Scopriamo perché “Look what you made me do”, l’ultimo singolo di Taylor Swift, ha stabilito i nuovi primati di visione su YouTube e di ascolto su Spotify.
Record su record per il nuovo singolo di Taylor Swift, “Look what you made me do“, presentato il 27 agosto agli MTV Video Music Award: il primo estratto dall’album “Reputation” (in uscita il 10 novembre) ha ottenuto in un solo giorno oltre 39 milioni di visualizzazioni su YouTube, battendo il primato di Adele, che nel 2015 aveva totalizzato 27,7 milioni di views con il video di “Hello“. Nelle stesse 24 ore il brano è stato ascoltato più di otto milioni di volte su Spotify, e anche in questo caso ha fatto meglio di tutti i predecessori nel primo giorno di diffusione.
Le ragioni del successo sono molteplici: da una parte la popolarità della cantautrice, che vanta un agguerrito numero di fan e una presenza piuttosto “ingombrante” sui social dove può contare su 85,5 milioni di follower su Twitter e 102 milioni su Instagram.

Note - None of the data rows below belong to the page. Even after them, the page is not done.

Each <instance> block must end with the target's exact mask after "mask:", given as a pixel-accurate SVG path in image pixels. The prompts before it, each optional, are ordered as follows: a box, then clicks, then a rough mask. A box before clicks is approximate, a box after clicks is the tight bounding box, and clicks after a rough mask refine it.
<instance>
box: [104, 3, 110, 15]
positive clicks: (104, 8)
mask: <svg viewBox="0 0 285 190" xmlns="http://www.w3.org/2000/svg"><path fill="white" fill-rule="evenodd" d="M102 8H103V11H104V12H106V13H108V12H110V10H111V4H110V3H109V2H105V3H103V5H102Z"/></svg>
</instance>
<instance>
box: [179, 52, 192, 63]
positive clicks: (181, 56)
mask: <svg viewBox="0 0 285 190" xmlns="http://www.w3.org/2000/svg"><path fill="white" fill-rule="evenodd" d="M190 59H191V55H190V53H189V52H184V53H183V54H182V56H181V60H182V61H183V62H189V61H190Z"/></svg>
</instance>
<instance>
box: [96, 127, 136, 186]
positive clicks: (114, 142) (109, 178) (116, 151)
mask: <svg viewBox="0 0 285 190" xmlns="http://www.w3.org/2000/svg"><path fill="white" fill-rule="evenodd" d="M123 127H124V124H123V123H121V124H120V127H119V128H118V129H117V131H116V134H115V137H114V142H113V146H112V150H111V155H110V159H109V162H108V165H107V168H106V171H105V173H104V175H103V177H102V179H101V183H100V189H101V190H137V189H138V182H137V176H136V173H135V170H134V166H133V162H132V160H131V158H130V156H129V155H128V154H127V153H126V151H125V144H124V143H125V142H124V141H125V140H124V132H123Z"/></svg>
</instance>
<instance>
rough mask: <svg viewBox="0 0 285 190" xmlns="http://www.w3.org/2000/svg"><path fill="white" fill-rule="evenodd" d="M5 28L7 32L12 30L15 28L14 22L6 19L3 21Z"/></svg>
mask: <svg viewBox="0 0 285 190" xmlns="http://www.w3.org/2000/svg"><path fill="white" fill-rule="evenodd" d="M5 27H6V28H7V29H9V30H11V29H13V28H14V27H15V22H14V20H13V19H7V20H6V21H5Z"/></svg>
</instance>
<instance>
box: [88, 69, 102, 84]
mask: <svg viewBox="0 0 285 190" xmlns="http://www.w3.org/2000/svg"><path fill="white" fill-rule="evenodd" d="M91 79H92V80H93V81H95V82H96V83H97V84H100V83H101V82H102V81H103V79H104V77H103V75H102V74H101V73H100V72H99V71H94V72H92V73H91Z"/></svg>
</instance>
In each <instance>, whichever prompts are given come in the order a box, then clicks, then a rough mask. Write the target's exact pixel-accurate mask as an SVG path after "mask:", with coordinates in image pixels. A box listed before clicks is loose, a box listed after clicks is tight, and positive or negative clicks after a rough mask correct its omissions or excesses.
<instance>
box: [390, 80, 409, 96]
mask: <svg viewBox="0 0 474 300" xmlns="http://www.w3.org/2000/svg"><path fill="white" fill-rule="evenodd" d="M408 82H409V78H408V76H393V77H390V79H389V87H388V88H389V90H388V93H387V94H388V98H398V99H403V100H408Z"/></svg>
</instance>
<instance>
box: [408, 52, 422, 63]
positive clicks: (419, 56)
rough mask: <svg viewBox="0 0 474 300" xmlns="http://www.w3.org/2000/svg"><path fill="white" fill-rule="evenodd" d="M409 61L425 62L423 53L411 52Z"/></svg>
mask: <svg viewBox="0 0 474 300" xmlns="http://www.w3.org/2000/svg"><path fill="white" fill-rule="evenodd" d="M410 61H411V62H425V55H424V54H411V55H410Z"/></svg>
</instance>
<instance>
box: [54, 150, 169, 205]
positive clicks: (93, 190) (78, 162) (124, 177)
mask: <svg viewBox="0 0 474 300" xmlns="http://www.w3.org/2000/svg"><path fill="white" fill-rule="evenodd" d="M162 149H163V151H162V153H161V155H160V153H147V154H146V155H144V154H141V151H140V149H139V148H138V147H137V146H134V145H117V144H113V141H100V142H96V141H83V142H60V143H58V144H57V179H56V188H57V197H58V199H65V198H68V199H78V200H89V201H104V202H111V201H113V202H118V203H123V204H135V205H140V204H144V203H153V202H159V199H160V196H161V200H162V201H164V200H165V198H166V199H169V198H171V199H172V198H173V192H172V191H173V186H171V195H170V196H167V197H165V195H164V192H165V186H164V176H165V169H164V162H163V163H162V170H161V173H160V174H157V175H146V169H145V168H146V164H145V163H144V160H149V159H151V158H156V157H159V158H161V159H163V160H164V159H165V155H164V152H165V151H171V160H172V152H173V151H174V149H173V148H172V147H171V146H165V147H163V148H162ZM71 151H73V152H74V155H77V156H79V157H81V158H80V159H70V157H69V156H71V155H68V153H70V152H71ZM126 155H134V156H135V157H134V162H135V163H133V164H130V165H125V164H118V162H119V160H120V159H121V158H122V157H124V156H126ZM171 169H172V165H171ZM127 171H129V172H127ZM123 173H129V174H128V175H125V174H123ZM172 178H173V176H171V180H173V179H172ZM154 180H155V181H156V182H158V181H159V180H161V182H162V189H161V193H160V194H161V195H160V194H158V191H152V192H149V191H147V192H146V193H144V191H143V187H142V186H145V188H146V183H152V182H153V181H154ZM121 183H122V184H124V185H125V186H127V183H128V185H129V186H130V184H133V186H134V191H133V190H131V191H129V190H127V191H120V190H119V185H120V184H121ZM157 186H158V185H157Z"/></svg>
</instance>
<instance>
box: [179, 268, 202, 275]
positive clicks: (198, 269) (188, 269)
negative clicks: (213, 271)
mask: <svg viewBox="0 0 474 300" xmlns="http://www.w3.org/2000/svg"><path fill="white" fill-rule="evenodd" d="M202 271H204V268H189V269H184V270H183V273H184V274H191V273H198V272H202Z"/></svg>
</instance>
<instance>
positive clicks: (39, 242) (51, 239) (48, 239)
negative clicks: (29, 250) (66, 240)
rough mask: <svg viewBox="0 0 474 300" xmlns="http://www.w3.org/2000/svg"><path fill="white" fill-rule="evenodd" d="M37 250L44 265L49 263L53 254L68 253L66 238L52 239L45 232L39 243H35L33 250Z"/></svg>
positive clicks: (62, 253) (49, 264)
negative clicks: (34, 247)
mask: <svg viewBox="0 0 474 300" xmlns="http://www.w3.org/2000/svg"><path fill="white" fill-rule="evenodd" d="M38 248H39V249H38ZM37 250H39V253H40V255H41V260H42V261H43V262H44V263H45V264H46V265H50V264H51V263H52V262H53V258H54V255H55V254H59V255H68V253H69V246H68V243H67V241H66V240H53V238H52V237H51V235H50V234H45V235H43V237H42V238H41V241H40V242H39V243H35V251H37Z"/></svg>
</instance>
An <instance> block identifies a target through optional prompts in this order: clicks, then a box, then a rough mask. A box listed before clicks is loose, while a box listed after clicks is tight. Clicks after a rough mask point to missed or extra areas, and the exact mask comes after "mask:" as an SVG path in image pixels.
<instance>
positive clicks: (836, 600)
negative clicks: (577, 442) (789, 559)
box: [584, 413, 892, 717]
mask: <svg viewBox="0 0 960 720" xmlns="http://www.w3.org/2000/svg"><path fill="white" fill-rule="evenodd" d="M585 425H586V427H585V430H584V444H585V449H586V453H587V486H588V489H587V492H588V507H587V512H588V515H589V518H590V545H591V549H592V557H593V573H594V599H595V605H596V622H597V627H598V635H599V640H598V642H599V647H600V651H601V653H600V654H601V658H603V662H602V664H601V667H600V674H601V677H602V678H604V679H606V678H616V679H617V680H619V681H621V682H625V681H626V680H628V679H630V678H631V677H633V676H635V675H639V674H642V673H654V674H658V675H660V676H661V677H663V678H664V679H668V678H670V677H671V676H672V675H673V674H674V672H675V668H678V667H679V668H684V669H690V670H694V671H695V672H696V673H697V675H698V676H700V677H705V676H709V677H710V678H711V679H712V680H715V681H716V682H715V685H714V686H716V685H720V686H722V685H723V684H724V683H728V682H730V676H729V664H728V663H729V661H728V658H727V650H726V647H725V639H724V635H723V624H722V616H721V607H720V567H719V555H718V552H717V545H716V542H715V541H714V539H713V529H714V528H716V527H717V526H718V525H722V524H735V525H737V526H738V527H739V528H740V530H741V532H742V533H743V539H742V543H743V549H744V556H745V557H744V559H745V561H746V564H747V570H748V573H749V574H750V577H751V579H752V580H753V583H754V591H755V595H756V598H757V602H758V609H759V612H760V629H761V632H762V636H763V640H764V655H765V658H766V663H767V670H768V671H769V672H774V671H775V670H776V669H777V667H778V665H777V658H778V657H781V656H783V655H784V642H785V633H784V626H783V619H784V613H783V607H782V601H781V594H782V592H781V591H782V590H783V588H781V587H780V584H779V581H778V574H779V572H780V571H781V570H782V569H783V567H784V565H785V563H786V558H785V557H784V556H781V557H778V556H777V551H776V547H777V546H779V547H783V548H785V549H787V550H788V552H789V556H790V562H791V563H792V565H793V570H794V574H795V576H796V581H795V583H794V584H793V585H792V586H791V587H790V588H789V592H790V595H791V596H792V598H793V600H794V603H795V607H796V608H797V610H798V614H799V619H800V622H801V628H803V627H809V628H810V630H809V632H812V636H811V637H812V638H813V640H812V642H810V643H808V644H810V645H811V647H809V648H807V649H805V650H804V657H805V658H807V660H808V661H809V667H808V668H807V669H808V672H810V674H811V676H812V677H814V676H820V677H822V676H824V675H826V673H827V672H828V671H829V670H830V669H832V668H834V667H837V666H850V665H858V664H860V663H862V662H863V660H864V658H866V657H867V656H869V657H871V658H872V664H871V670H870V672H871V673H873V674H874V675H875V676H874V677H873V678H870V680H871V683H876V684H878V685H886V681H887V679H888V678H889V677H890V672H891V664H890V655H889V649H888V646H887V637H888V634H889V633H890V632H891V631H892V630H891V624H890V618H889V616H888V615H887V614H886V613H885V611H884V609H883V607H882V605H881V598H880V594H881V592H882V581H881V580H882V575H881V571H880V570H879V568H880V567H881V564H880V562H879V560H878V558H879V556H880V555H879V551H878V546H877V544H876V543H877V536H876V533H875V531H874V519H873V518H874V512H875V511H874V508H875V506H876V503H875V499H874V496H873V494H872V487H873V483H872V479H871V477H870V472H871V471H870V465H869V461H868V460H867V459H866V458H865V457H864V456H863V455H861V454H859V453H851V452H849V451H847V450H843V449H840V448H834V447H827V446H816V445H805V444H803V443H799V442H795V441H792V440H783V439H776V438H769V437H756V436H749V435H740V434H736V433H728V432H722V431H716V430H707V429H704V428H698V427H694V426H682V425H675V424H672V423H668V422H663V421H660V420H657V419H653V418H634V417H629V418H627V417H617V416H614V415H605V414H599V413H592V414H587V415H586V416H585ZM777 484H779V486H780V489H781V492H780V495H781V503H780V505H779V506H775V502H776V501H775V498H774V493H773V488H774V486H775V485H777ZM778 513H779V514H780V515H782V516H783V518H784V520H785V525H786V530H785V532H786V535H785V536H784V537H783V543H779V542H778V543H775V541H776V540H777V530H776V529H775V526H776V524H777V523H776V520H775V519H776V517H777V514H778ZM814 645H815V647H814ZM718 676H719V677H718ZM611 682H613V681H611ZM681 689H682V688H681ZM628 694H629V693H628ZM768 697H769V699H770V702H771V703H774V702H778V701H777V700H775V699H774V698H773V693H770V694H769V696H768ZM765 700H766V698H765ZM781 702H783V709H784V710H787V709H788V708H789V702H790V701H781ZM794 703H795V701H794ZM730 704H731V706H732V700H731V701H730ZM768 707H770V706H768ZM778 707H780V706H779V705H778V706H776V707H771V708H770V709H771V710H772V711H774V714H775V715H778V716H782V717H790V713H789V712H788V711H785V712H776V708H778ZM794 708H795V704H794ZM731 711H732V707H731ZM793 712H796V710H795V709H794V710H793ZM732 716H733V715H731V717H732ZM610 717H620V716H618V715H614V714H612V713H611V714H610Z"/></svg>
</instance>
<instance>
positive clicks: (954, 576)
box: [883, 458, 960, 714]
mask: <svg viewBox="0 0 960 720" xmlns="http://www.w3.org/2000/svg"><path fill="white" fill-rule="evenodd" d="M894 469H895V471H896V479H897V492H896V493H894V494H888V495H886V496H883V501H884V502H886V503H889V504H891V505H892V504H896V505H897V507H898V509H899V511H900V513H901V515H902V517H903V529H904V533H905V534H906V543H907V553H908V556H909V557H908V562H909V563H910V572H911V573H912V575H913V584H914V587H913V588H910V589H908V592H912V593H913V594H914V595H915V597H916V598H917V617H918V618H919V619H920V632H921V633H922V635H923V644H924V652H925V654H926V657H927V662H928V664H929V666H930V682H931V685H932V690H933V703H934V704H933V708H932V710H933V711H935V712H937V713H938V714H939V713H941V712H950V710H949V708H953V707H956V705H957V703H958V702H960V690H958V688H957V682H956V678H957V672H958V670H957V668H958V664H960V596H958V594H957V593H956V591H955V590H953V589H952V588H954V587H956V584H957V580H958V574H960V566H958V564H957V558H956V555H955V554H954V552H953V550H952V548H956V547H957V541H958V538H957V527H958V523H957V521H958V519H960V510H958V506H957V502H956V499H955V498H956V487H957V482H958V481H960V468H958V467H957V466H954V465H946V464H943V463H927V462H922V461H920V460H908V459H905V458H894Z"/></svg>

Non a caso subito prima dell’annuncio dell’album la Swift, o chi per lei, ha cancellato tutti i suoi post lasciando credere che potesse trattarsi di un attacco hacker e attirando così l’attenzione di tutti i suoi seguaci.
Una mossa di marketing, non originalissima, che però non è passata inosservata, anche se la vera forza della sua “Look what you made me do” sta nelle numerose citazioni fatte nel video ai casi mediatici che l’hanno vista protagonista negli ultimi dieci anni: Katy Perry, Kanye West, Kim Kardashian e Calvin Harris sono solo alcune delle star con le quali è in corso una “guerra” combattuta a suon di tweet al vetriolo. Non c’è da stupirsi dunque se da qualche giorno a questa parte in molti si stiano dando da fare per individuare i riferimenti, non troppo celati, ai suoi acerrimi nemici di sempre.